Okay, so in the giant purse I need to find the idea, the characters, the story/plot, setting, and theme. Right now I’m vague on the idea, but I have a couple of them germinating and I think I’ll have a female teenager as the main character. So I tossed those to the side and found “story/plot.” Now I’m waffling. I think I need to review those items.
For assistance I took a look at some of my favorite blogs and found some good advice just in case someone out there in the blogasphere is going to the NNWM party.
Mark Twain said that the first rule of writing was “that a tale shall accomplish something and arrive somewhere.” Pretty loosey-goosey for the great American writer but the quote is indisputable. Between “accomplish something and arrive somewhere” can be a vast wasteland or a lush path of unforgettable story. To help us stay away from the wasteland and into the greenery I’ll share the following:
Kristen Lamb author and editor is sharing her wealth of knowledge about story structure. She reminds us that learning narrative structure is a basic building block to writing a good novel. And the most basic of the basics of the building blocks are cause and effect. We have a beginning, middle, and end of a novel and each has to have cause and effect, strung together to form scenes or chapters. Ms. Lamb has devoted several posts to structure.

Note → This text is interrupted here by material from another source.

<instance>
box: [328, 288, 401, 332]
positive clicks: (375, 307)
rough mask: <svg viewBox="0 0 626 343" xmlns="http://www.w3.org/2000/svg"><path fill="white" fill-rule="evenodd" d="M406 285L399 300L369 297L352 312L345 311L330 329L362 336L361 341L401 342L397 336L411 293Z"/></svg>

Over at Larry Brooks‘s Storyfix (an award winning blog for writers), is his two minute exercise for understanding story structure. Pretty interesting way to learn especially if you are a visual learner. He says story structure is storytelling. No structure, no story, no sales. Pretty cut and dry.
Shelly Lowenkopf says, in his book The Fiction Lovers Companion, that story is a bundle of information bits about characters, strategically deployed to produce a series of on-going emotional responses culminating in a emotional payoff. He also says a whole lot of other good stuff but I’ll end with a frequent comment of his: “no conflict, no story.”
And Anne Lamott in Bird by Bird, one of my favorite books on writing, created a mnemonic device to help writers remember how to write story/plots that work: Action, Background, Conflict, Development, and End.
But enough about story structure and plot. It’s time to relax and think about the idea some more before I grab my purse and head out to the party.